00mpa · 02-25-2013, 10:54 AM

Hi all,

I am trying to email a text file using the mailx command. I am doing the following:

#!/bin/sh

mailx -s 'Report' emailaddress < /directory_name/filename.out

The problem comes about in the fact that I will not know the exact name of the file being emailed so I wanted to use a wildcard since it changes several times per day, but I know that it will have a .out extension. Just a random FYI, I am not worried about sending the wrong file because the .out file will be the only one in the directory. Anyway, I tried doing the following, but when I try running the script below, I get an error saying "/directory_name/*.out: cannot open"

#!/bin/sh

mailx -s 'Report' emailaddress < /directory_name/*.out

Can anyone help?

Thanks!

shivaa · 02-25-2013, 11:07 AM

Can you once try:

Code:

~$ mailx -s 'Report' abc@example.com <(cat /directory_name/*.out)

But are you sure that there will be only one file with extension .out, irrespective of filename?

00mpa · 02-25-2013, 11:15 AM

Hi,

Yes, I'm positive that there will only be one .out file. The reason why I don't know the name of the file is because the file is generated several times per day, but during its generation process, it deletes all .out files before creating the new updated .out file.

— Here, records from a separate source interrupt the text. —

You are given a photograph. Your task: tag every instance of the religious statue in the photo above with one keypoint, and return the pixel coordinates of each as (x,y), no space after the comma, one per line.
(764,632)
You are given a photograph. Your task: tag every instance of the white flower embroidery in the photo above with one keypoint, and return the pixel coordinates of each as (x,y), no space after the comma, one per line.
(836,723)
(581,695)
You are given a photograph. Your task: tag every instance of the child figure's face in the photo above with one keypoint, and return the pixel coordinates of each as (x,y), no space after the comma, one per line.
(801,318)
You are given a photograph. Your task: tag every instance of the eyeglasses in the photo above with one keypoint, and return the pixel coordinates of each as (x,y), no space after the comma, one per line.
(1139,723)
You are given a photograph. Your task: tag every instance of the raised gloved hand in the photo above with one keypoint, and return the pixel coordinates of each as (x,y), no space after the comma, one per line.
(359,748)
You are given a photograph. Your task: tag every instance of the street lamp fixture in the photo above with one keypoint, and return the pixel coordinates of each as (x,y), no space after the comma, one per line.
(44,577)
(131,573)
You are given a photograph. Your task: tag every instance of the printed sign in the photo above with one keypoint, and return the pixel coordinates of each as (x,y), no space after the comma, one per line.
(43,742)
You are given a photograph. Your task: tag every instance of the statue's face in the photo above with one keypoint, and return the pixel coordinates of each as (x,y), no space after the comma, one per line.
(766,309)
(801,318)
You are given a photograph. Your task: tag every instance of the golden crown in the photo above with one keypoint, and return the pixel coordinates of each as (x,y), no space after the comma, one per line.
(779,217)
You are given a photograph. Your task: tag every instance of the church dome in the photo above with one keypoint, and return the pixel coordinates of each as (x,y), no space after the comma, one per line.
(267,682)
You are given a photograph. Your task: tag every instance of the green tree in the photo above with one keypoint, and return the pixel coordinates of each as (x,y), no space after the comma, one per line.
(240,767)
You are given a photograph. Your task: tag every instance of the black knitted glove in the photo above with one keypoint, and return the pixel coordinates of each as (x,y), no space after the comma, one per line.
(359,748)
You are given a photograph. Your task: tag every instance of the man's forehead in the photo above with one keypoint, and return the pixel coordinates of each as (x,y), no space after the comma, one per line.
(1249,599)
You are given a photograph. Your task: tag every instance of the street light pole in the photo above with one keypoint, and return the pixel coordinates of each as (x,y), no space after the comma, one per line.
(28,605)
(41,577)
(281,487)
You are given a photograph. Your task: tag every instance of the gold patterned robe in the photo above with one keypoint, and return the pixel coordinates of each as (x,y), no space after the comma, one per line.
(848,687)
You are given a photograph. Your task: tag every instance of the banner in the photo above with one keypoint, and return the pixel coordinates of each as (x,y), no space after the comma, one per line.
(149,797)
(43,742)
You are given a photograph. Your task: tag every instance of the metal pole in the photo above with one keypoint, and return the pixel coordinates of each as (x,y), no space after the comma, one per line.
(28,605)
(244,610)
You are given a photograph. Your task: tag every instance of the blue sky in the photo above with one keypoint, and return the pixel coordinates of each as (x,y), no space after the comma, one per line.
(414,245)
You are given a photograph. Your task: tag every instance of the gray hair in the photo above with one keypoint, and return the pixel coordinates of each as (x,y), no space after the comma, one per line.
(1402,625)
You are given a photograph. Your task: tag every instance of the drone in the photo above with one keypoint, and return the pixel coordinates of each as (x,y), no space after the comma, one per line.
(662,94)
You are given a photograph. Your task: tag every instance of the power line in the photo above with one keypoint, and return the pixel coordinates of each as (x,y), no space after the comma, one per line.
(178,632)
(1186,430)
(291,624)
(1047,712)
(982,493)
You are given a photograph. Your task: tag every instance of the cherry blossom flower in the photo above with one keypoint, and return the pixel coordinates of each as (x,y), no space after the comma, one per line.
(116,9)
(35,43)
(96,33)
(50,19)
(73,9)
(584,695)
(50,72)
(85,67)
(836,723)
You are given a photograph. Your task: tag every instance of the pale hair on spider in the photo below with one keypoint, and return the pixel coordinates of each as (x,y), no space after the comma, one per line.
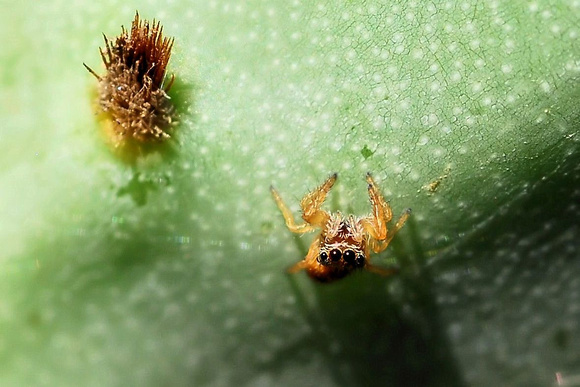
(345,242)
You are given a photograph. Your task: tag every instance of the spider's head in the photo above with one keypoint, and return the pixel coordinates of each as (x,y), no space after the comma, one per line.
(341,254)
(343,243)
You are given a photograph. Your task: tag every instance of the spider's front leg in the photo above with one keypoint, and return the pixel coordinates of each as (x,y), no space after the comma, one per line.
(312,202)
(312,214)
(376,224)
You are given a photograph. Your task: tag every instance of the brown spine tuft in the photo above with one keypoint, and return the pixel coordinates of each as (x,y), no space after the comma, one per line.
(132,91)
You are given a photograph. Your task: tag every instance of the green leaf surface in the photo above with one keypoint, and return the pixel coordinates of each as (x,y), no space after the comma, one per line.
(168,270)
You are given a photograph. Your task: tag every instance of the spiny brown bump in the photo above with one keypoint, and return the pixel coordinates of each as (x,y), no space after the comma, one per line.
(132,92)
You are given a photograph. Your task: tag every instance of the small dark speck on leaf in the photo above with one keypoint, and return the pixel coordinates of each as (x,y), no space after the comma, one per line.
(561,338)
(366,152)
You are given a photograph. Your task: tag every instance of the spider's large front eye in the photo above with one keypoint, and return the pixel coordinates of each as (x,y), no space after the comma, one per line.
(335,255)
(349,257)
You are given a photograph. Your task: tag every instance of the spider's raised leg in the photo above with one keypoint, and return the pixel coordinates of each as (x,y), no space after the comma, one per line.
(312,202)
(376,224)
(287,214)
(310,258)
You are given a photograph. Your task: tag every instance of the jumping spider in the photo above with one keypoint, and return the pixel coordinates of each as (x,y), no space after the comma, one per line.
(345,242)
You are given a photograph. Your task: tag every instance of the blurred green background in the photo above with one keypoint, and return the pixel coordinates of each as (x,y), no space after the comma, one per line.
(169,270)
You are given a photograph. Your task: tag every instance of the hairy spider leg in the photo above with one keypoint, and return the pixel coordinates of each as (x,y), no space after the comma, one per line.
(312,202)
(378,245)
(287,214)
(309,259)
(376,224)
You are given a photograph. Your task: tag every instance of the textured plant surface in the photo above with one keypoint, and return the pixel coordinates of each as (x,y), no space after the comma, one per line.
(168,268)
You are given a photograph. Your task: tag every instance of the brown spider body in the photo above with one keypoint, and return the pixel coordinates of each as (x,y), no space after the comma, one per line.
(345,242)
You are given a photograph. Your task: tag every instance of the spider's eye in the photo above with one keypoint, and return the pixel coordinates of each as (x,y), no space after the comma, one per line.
(360,260)
(349,257)
(335,255)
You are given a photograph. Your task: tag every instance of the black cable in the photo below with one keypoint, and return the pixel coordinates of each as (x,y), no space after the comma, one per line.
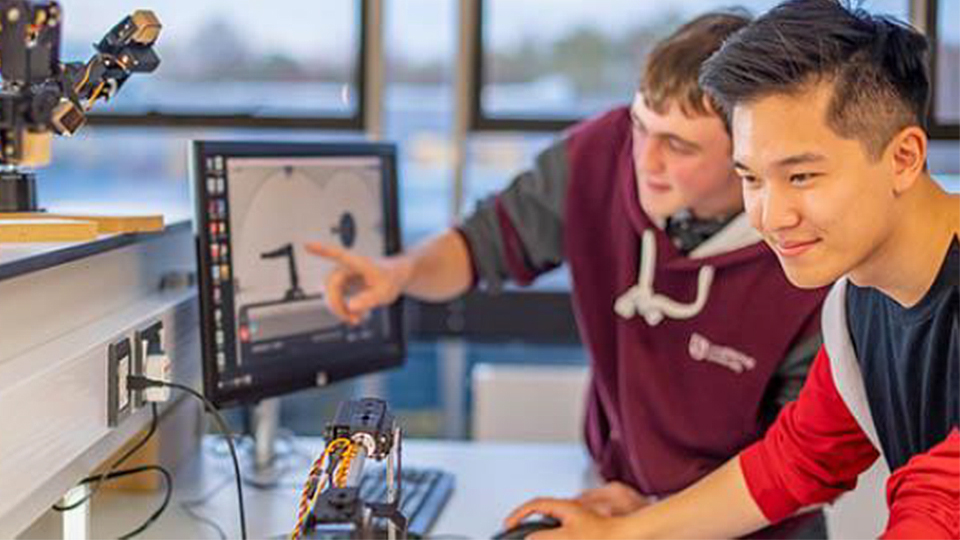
(136,382)
(106,474)
(205,520)
(168,480)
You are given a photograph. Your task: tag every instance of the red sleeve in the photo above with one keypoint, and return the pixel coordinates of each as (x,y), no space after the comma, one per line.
(812,453)
(924,494)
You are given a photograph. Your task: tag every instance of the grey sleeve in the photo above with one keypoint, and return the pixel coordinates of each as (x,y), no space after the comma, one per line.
(792,372)
(517,234)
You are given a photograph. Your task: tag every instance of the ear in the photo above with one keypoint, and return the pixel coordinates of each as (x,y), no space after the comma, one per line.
(908,155)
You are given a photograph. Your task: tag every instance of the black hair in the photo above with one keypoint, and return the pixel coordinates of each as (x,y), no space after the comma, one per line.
(877,67)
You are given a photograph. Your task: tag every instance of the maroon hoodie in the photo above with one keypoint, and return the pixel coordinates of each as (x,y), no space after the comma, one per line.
(677,387)
(684,348)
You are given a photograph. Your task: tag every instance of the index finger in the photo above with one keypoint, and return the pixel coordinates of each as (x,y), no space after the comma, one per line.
(340,255)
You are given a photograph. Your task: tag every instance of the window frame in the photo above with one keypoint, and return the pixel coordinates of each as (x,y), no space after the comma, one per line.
(935,129)
(355,121)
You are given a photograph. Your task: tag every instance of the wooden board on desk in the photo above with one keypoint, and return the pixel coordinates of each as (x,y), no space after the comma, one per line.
(50,230)
(42,227)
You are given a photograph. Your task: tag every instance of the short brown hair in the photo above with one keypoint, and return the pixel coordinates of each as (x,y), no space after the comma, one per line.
(673,67)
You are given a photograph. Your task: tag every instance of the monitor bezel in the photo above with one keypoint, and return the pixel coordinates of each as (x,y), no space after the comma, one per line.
(302,376)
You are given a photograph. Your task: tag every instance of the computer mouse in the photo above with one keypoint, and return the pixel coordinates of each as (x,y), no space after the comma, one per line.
(527,527)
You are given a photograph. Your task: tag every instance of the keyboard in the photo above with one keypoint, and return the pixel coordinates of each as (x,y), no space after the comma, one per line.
(425,491)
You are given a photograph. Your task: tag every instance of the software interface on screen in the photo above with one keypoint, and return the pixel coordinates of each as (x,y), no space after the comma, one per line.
(271,329)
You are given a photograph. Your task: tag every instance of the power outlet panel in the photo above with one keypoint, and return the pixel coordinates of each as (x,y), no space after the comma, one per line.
(147,340)
(120,362)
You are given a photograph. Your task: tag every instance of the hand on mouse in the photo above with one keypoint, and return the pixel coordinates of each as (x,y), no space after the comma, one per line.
(578,521)
(613,499)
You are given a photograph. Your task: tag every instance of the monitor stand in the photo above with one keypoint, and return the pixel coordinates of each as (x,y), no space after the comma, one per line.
(266,470)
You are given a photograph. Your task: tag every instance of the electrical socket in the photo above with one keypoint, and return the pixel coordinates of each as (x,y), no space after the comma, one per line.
(149,340)
(120,361)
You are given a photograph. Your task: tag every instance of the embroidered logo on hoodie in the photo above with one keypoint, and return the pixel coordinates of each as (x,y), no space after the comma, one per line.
(701,349)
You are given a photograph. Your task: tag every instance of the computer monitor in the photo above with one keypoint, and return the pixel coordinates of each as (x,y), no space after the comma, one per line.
(266,329)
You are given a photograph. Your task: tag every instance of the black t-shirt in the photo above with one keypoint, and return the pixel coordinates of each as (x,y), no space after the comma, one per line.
(910,359)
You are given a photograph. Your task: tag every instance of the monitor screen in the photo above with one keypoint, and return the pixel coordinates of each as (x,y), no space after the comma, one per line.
(266,328)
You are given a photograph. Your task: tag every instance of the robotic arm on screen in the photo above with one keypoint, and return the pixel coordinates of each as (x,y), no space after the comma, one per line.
(40,96)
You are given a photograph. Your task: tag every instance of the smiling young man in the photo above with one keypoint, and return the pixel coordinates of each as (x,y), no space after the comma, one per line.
(842,193)
(695,336)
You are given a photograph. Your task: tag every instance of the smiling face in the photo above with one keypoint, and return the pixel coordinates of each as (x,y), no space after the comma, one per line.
(682,162)
(820,201)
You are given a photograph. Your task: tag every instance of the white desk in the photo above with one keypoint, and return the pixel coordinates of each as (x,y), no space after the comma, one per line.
(491,480)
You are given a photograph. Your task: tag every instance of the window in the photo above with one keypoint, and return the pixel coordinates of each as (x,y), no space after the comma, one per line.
(235,63)
(543,64)
(418,109)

00mpa · 02-25-2013, 11:23 AM

Also, I tried running both versions that you suggested and I get a syntax error saying '(' unexpected.

shivaa · 02-25-2013, 11:39 AM

It's bash specific process substitution. So either change shell to bash and then invoke it:

Code:

bash~$ bash
bash~$ mailx -s 'Report' abc@example.com <(cat /directory_name/*.out)

Or, you can try:

Code:

bash~$ find /directory_name -name "*.out" -print | xargs mailx -s 'Report' abc@example.com
bash~$ mailx -s 'Report' abc@example.com <(find /directory_name -name "*.out" -print)

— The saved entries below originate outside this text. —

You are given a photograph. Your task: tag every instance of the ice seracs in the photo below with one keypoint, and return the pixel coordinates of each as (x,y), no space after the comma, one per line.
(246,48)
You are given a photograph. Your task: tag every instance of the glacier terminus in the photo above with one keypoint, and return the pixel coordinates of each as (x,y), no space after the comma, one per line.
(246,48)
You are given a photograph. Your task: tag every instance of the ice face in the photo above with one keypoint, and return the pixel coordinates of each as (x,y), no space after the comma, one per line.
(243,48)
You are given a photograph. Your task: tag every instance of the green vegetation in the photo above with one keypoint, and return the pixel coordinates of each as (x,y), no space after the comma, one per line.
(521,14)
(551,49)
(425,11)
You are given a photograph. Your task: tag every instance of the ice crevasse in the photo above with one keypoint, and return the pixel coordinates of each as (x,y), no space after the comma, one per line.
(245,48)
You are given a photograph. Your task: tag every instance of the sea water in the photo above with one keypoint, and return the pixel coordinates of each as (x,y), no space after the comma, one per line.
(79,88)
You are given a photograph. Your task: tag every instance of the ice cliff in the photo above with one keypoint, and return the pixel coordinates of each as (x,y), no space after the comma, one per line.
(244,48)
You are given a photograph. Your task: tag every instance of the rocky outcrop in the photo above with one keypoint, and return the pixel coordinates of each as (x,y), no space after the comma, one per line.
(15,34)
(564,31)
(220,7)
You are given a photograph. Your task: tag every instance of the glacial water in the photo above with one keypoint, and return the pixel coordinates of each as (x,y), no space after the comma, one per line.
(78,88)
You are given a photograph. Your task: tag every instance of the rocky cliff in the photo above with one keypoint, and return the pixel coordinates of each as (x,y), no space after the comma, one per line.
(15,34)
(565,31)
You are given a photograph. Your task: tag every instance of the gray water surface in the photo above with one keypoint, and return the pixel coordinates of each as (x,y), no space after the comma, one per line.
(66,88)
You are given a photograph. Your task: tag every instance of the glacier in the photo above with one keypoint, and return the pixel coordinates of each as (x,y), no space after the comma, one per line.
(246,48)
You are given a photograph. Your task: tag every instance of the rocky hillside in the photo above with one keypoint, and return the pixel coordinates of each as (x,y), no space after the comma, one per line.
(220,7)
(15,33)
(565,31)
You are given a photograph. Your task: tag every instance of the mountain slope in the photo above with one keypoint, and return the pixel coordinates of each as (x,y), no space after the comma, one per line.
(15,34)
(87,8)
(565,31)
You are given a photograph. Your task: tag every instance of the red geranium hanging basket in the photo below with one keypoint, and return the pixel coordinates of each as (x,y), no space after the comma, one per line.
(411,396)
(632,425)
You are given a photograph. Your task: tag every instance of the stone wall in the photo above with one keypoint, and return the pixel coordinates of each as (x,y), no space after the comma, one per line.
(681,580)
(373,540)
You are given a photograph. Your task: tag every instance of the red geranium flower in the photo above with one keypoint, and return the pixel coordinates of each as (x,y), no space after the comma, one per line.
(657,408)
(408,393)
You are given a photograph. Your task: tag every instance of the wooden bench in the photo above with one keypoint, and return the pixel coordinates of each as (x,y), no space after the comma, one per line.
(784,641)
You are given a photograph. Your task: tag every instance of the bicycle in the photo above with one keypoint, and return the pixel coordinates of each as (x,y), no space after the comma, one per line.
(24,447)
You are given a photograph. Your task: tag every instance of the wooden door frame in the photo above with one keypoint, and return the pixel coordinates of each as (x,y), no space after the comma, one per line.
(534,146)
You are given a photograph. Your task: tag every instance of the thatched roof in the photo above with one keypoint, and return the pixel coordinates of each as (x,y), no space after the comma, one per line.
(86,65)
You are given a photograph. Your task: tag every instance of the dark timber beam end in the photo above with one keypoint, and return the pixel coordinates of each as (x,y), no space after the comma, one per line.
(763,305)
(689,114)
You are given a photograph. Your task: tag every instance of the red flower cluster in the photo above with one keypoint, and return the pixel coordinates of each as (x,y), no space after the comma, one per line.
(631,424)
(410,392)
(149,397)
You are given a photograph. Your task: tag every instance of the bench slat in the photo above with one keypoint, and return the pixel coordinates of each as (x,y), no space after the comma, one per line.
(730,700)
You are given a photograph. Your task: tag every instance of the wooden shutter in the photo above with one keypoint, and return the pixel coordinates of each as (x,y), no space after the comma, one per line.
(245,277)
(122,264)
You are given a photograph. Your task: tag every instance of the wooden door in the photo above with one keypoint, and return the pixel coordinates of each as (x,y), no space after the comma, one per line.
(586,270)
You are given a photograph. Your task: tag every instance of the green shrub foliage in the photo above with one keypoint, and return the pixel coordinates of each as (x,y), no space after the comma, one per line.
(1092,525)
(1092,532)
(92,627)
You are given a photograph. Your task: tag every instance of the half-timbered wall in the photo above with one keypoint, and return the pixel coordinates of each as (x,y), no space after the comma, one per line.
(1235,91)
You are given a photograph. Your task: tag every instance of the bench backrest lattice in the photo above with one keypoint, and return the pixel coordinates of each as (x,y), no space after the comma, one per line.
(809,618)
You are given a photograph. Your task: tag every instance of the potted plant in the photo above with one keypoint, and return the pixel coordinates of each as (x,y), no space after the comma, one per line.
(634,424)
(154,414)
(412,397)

00mpa · 02-25-2013, 12:19 PM

If I understood your advice correctly, I tried the following three things with different results for each:

First Option:

#!/bin/bash

mailx -s 'Report' abc@example.com <(cat /directory_name/*.out)

And I get a "cannot open /directory_name/*.out" error. Also, no email is sent.

Second Option:
#!/bin/bash

find /directory_name -name "*.out" -print | xargs mailx -s 'Report' abc@example.com
mailx -s 'Report' abc@example.com <(find /directory_name -name "*.out" -print)

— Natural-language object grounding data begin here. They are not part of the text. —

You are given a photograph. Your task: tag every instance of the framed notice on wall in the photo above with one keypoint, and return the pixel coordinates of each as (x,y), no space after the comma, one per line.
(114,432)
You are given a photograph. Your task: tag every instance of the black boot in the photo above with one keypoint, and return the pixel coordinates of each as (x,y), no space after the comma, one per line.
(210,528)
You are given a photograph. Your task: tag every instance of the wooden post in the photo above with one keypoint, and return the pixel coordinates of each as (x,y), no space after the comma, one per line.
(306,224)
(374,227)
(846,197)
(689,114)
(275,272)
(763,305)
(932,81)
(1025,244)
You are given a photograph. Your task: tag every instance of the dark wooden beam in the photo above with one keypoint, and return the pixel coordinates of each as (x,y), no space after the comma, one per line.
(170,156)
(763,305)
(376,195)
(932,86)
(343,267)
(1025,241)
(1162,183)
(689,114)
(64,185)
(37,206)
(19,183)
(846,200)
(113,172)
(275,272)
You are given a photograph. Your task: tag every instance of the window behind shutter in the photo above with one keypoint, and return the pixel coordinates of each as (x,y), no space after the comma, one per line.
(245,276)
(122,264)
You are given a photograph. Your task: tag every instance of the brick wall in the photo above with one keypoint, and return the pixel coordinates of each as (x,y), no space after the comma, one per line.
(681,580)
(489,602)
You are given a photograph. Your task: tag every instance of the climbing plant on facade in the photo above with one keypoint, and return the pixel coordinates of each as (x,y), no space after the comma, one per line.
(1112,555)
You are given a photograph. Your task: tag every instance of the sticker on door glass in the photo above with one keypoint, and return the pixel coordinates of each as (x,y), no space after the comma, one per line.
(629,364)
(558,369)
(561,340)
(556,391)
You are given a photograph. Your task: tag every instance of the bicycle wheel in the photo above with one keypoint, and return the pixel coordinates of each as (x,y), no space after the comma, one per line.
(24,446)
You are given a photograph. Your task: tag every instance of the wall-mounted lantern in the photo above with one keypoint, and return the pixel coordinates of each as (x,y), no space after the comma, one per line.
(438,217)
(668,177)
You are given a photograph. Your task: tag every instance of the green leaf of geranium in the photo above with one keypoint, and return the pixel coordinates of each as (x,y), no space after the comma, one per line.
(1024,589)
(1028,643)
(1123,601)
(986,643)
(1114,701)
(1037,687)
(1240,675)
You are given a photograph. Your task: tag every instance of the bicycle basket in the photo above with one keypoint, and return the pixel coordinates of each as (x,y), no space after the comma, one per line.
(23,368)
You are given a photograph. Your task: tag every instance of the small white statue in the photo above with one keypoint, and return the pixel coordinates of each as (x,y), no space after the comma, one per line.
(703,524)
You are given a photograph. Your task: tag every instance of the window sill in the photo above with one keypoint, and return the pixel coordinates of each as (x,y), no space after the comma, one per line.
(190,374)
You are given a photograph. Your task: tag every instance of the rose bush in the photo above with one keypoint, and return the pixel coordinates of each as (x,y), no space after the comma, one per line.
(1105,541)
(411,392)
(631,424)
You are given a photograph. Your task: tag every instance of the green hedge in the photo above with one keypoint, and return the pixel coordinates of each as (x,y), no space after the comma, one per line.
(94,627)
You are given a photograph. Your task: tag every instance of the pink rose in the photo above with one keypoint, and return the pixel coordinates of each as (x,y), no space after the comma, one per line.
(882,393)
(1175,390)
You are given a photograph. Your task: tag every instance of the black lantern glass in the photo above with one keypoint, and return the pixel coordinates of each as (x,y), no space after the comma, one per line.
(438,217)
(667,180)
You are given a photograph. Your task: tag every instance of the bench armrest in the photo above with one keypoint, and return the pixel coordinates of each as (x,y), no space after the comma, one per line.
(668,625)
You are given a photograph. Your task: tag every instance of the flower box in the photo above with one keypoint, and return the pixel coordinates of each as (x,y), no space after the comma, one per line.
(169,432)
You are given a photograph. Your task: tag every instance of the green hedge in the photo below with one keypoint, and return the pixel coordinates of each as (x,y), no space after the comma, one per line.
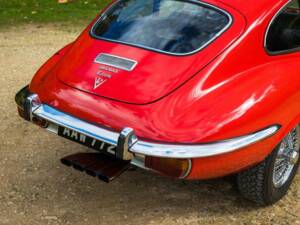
(47,11)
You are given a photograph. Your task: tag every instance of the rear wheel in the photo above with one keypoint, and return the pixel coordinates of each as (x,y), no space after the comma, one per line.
(268,182)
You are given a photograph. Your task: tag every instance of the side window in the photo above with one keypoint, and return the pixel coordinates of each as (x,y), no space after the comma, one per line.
(284,32)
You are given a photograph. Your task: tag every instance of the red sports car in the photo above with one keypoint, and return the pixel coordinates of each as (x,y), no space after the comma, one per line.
(190,89)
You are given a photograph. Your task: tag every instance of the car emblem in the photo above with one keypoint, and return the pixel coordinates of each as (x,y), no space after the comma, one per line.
(98,82)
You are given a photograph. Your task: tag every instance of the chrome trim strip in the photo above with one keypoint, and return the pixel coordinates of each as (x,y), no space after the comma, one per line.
(62,119)
(101,60)
(180,151)
(230,22)
(201,150)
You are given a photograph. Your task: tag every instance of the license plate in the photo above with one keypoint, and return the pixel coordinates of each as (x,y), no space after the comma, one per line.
(86,140)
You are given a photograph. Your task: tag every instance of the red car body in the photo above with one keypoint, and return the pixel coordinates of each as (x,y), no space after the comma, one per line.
(231,88)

I get a blank prompt so when I do Ctrl+C so that the blank prompt goes away, it sends the email, but it's blank.

Third Option:
find /directory_name -name "*.out" -print | xargs mailx -s 'Report' abc@example.com

Sends a blank email.

I'm sorry this may seem super basic, but I'm simply trying to learn how to do this with little background knowledge in the subject.

Thanks!

chrism01 · 02-25-2013, 07:06 PM

Code:

cat *.out|mailx -s 'Report' abc@example.com

For more general process output eg

Code:

(uname -a) |mailx -s 'Report' abc@example.com

shivaa · 02-25-2013, 07:30 PM

This is working fine:

Code:

~$ mailx -s 'Report' abc@example.com < $(find /directory_name -name *.out -print)

Else you can even use:

Code:

~$ mailx -s 'Report' abc@example.com < *.out

But there should be only one file with .out extension, else you will get error like:

Code:

-bash: *.out: ambiguous redirect